Over the following days, he developed a hinge that would mimic the change in aspect due to the rotor flexibility of the model, reproducing the result of the smaller model on the full scale aircraft. With that, he was ready to test his Cierva C.4. On June 9, 1922, he tried again — the C.4, piloted by Jose Maria Espinosa Arias made several successful short flights from the airfield at Getafe. By January 1923, after multiple smaller modifications and improvements, the aircraft was successfully piloted by Lt. Gomez Spencer and surpassed all of its previous “hops” and short flights. His “flapping hinges”, as he was prone to calling the solution, worked perfectly. The aircraft flew.
Then, on January 20, 1923, the Cierva C.4 suffered an inflight engine failure during a test flight. Instantly, the aircraft’s nose pitched up sharply — had it been a fixed wing aircraft, the wing would have stalled, probably with fatal results. As everyone held their breath, the Autogiro instead simply fell off into a regular autorotating descent, from which it was landed successfully. De la Cierva’s dream of solving the problem of the stall had come to fruition. Another interesting discovery was that when the Autogiro was turned sharply, the increased loading was automatically addressed not as much with a change in the angle of attack of the overall rotor disk (as a fixed wing would address the need for greater production of lift), but rather through the natural and instantaneous acceleration of the rotor itself. The higher the loading, the faster the rotor would spin — all of it occurring naturally and without any pilot intervention. Thus, De la Cierva found that in normal flight angle of attack was largely superfluous, what mattered was rotor speed.
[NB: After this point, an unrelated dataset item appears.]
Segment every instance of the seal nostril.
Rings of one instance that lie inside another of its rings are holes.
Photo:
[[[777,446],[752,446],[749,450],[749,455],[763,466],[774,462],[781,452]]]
De la Cierva’s Autogiro had come of age.
In the years that followed, Juan de la Cierva’s Autogiro flew and entered production. By partnering with other aircraft manufacturers for the fuselage and tail designs, he went through a range of aircraft — an Avro 504K fuselage was used in his Cierva C.6 which gained him sufficient backing to proceed with founding his new company, the Cierva Autogiro Company, which was sponsored by the wealthy Scot, James G. Weir.
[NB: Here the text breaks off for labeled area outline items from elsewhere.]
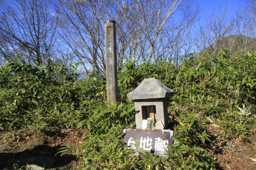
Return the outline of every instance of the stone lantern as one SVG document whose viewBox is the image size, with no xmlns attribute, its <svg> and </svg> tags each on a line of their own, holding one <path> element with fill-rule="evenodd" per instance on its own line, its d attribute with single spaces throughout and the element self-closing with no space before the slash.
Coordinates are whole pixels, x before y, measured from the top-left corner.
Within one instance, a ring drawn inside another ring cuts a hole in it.
<svg viewBox="0 0 256 170">
<path fill-rule="evenodd" d="M 174 91 L 165 86 L 159 80 L 145 78 L 127 95 L 133 100 L 136 109 L 136 129 L 142 129 L 143 120 L 152 118 L 154 123 L 160 121 L 164 129 L 168 124 L 166 98 L 172 96 Z"/>
</svg>

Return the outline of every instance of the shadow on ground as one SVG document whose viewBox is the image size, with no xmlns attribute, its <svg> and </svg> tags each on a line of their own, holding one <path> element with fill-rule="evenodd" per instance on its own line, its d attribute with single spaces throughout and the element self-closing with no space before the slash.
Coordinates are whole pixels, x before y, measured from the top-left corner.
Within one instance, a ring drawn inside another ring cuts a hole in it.
<svg viewBox="0 0 256 170">
<path fill-rule="evenodd" d="M 62 147 L 43 144 L 16 153 L 0 151 L 0 170 L 17 169 L 23 166 L 30 169 L 70 169 L 69 164 L 76 160 L 76 157 L 57 154 Z"/>
</svg>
In the years afterward, he focused on improving the rotor and powerplant design. A key challenge was spinning up the rotor prior to take off. Unless the rotor spun fast enough, the lift from autorotation would be insufficient to achieve take off. Initially, he used a rope wrapped around the hub which would be manually pulled to get the rotor spinning up to half the speed it needed for flight. As the Autogiro accelerated down the runway, the rotor would accelerate until it achieved the desired rate to fly. Later, he developed intercoupler systems whereby engine power would be applied to get the rotor spinning first and then, through a clutch, would be redirected to the propeller to begin the forward motion of the take off roll.
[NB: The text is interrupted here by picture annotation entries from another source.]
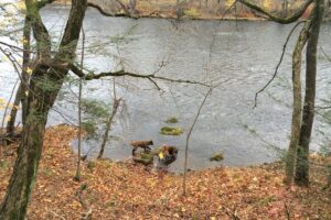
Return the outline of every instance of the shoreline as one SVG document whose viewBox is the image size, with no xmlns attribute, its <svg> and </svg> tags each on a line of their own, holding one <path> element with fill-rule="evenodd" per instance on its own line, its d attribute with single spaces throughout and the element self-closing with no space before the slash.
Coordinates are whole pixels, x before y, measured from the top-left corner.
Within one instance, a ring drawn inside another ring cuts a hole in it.
<svg viewBox="0 0 331 220">
<path fill-rule="evenodd" d="M 77 130 L 67 125 L 46 130 L 29 219 L 79 219 L 86 212 L 82 198 L 93 219 L 227 219 L 228 210 L 241 219 L 282 220 L 287 211 L 298 220 L 331 217 L 331 189 L 322 189 L 325 176 L 313 172 L 309 189 L 288 187 L 282 183 L 284 167 L 277 163 L 189 172 L 185 197 L 181 174 L 149 172 L 131 163 L 83 162 L 81 182 L 74 182 L 71 140 L 76 135 Z M 0 200 L 17 145 L 8 146 L 12 154 L 0 158 Z M 78 198 L 82 186 L 87 189 Z"/>
</svg>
His most famous autogyro design derivative was known as the Pitcairn PCA-2 autogyro. Built in the USA under license, it was flown by numerous famous pilots, including by Amelia Earhart, and was even landed on the White House lawn. The PCA-2 served as the world’s first successful airborne news camera aircraft — flying for the Detroit News in Michigan — and today remains a much sought-after icon of classic 1930s era aircraft design.
As for Juan de la Cierva, sadly, he was killed in a plane crash on December 9, 1936, when a KLM DC-2 in which he was a passenger destined for Amsterdam crashed soon after it departed Croydon Airfield. In low cloud, it drifted off the departure path and collided with a building on rising terrain. He was killed instantly.